In a certain series RLC circuit being driven at a frequency of $\mathbf{60}\mathbf{.}\mathbf{0}\mathit{H}\mathit{z}$, the maximum voltage across the inductor is$\mathbf{2}\mathbf{.}\mathbf{00}$times the maximum voltage across the resistor and$\mathbf{2}\mathbf{.}\mathbf{00}$times the maximum voltage across the capacitor. (a) By what angle does the current lag the generator emf? (b) If the maximum generator emf is$\mathbf{30}\mathbf{.}\mathbf{0}\mathit{V}$, what should be the resistance of the circuit to obtain a maximum current of$\mathbf{300}\mathit{m}\mathit{A}$?

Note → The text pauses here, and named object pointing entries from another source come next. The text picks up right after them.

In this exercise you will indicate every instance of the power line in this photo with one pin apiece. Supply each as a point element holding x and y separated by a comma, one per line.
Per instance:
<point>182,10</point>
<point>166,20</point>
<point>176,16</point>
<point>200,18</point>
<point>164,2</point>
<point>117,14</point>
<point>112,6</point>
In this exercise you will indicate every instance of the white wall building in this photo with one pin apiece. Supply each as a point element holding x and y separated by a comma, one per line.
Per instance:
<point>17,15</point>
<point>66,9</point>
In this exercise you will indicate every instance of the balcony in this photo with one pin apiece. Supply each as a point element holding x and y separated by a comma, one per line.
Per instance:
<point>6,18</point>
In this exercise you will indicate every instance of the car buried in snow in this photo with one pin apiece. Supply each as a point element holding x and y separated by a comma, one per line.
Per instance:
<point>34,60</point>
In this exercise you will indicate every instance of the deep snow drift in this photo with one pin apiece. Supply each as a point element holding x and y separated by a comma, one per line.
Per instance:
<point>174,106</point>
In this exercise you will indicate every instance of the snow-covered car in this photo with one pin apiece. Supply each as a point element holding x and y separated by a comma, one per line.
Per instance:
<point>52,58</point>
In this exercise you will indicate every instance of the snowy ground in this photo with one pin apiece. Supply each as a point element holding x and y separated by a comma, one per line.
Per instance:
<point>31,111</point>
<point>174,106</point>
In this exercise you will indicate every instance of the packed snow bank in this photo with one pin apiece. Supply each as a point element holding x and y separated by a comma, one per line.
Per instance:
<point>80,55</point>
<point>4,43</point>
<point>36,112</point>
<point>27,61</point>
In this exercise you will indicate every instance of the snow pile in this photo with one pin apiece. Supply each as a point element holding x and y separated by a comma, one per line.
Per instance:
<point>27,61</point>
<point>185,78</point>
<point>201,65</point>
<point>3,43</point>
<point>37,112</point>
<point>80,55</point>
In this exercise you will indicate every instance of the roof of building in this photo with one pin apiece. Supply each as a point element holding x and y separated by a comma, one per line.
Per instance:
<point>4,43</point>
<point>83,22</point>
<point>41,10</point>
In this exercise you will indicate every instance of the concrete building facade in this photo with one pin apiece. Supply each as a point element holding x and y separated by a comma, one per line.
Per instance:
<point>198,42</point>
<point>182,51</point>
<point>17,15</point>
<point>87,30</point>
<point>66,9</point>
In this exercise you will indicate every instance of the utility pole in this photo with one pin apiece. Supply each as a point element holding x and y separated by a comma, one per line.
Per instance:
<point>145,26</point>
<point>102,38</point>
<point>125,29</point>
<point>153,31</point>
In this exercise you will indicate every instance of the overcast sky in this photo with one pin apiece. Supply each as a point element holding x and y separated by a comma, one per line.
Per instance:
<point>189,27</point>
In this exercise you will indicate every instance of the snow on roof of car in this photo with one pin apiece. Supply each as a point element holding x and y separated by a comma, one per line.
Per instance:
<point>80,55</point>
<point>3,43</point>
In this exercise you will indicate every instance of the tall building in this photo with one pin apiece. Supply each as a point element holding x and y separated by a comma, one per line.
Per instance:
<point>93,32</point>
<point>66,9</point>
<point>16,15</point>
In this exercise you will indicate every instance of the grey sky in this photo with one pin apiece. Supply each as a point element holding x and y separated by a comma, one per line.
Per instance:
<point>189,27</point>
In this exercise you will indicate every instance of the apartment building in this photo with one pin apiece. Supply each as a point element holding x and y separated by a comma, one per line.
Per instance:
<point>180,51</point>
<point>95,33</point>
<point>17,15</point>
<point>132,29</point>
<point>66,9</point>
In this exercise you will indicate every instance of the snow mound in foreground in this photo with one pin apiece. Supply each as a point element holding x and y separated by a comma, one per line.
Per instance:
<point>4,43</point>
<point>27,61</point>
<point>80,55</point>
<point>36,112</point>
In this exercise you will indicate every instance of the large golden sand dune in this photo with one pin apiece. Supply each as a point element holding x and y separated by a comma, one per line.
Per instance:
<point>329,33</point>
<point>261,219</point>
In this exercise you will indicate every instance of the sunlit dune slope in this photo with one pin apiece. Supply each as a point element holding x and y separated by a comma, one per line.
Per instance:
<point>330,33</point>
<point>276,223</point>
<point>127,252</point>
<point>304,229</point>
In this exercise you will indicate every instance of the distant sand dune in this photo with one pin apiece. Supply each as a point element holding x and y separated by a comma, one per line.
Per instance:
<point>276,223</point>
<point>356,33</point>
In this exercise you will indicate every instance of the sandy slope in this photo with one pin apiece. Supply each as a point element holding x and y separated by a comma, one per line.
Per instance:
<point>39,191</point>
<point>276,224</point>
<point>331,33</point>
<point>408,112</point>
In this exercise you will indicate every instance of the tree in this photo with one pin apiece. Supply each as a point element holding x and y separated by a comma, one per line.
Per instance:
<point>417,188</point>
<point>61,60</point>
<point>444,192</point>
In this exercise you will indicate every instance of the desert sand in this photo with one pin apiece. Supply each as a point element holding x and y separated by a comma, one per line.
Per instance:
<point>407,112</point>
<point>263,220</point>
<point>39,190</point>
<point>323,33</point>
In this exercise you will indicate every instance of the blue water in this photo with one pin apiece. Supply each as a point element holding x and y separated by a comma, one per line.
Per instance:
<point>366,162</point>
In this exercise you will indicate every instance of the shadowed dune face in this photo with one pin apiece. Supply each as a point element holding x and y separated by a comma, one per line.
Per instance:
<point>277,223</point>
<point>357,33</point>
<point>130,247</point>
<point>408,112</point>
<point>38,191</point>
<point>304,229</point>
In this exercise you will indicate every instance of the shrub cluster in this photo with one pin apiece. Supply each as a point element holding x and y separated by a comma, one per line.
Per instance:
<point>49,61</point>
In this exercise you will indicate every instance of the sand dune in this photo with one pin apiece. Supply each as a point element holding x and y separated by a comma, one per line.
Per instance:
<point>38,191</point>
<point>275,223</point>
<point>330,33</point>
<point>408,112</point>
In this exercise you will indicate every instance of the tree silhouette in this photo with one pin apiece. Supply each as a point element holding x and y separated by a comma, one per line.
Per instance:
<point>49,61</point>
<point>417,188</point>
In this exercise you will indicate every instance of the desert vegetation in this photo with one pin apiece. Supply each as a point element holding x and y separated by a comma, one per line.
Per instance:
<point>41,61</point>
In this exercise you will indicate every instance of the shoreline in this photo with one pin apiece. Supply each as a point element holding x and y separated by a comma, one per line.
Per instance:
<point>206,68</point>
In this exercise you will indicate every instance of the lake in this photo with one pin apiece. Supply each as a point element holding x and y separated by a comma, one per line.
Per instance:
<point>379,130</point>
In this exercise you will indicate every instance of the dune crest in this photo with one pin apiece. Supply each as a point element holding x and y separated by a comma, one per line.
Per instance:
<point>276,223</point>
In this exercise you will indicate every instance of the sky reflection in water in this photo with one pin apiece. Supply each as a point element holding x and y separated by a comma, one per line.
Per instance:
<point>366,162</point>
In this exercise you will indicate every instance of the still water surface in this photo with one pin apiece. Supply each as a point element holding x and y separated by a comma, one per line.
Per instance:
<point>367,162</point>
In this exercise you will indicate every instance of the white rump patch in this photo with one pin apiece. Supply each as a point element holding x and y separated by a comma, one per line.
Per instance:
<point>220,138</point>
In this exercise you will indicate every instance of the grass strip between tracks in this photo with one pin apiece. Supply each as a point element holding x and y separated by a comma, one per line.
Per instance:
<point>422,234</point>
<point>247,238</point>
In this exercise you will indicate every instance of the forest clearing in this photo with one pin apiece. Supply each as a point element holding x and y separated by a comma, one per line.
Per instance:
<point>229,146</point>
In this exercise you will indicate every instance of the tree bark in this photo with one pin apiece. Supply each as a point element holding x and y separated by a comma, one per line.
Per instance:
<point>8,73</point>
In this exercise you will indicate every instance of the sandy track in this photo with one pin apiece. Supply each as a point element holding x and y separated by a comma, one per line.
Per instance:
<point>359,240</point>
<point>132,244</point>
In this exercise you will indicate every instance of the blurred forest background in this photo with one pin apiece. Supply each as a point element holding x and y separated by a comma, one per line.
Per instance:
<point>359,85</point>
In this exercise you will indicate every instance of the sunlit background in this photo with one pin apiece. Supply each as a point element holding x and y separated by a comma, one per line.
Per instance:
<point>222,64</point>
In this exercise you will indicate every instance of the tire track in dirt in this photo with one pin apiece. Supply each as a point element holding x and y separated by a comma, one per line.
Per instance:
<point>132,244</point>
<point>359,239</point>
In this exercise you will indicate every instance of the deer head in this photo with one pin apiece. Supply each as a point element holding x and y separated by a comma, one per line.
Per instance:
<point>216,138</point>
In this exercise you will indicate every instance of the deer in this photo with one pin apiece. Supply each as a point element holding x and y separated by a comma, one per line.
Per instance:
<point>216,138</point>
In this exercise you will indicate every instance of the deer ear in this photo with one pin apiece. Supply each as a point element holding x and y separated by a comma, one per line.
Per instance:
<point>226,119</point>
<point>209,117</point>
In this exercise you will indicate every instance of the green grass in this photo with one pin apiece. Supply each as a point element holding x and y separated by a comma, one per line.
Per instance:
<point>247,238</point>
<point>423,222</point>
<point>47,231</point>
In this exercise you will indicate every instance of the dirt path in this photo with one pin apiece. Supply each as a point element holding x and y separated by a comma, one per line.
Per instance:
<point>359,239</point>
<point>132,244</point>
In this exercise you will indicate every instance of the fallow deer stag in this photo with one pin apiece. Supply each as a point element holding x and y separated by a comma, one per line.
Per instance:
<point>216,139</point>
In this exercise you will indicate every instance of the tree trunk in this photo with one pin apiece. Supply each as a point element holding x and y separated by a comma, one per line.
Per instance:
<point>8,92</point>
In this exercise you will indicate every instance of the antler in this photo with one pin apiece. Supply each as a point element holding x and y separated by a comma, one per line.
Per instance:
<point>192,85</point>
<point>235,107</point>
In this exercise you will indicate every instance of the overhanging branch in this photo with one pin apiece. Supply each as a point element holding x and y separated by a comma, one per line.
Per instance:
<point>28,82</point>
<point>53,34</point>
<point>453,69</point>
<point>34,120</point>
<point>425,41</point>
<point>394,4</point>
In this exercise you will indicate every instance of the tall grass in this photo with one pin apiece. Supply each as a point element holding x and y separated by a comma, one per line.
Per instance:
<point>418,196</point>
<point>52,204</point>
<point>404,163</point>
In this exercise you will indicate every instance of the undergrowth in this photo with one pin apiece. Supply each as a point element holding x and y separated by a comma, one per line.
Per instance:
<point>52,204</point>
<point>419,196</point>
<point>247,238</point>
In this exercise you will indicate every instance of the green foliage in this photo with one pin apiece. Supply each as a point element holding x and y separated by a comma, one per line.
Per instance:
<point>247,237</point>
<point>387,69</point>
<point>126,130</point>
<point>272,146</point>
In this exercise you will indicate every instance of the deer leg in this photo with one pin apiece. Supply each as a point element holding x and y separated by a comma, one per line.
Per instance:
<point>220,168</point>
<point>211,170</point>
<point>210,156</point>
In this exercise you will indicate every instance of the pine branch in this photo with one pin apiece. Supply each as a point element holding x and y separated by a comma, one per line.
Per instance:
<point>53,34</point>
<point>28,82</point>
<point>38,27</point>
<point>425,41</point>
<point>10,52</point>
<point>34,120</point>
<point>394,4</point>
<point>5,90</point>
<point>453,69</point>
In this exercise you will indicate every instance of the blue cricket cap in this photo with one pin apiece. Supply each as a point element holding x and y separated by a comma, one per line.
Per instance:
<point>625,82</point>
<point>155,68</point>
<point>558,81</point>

The frequency is, $f=60.0 \text{Hz}$.

The maximum current is, $I=300 \text{mA}=0.3 \text{A}$

The maximum emf is, ${\epsilon }_m=30.0 \text{V}$

$V_L=2\times V_R$

$V_L=2\times V_C$

The voltage across the inductor in terms of the voltage across the capacitor and resistor. Using the formula for phase constant, find the angle by which the current lags the generator emf. Find the resistance of the circuit by using Ohm’s law.

Formulae are as follows:

$\mathit{t}\mathit{a}\mathit{n}\mathbf{}\mathit{\varphi }\mathbf{=}\left(\frac{V_L-V_C}{V_R}\right)$

$\mathit{V}\mathbf{=}\mathit{I}\mathit{R}$

Where,

Vis the potential difference.

Iis the current.

Ris the resistance.

The phase constant is given as,

$\tan \varphi =\left(\frac{V_L-V_C}{V_R}\right)$

But,$$\begin{gathered} V_L=2\times V_R \\ {V}_R=\frac{V_L}{2} \end{gathered}$$

Also,$$\begin{gathered} V_L=2\times V_C \\ {V}_C=\frac{V_L}{2} \end{gathered}$$

Therefore,

$\begin{array}{rcl}\tan \varphi & =& \left(\frac{V_L-\left(\frac{V_L}{2}\right)}{\left(\frac{V_L}{2}\right)}\right)\\ \tan \varphi & =& \left(\frac{\frac{V_L}{2}}{\frac{V_L}{2}}\right)\\ \tan \varphi & =& 1.00\\ & & \end{array}$

$$\begin{gathered} \varphi ={\tan }^{-1}\left(1.00\right) \\ \varphi =45.0^0 \end{gathered}$$

Hence, the angle by which the current lags the generator emf is $45°$

By Ohm’s law,

$V=IR$

But,

$V={\epsilon }_m\cos \varphi$

Thus,

${\epsilon }_m\cos \varphi =IR$

Rearranging the terms,

$R=\frac{{\epsilon }_m\cos \varphi }{I}$

Substitute all the value in the above equation,

$\begin{array}{rcl}R& =& \frac{30.0V\times \cos 45°}{0.3A}\\ & =& 70.7\Omega \end{array}$

Hence, the resistance of the circuit when generator emf is $30.0V$and current is 300mA is$70.7\Omega$

By using the given relation between voltages across the capacitor, resistor, and inductor, and the formula for phase constant, found the angle between the voltage and current. Using Ohm’s law, found the required resistance.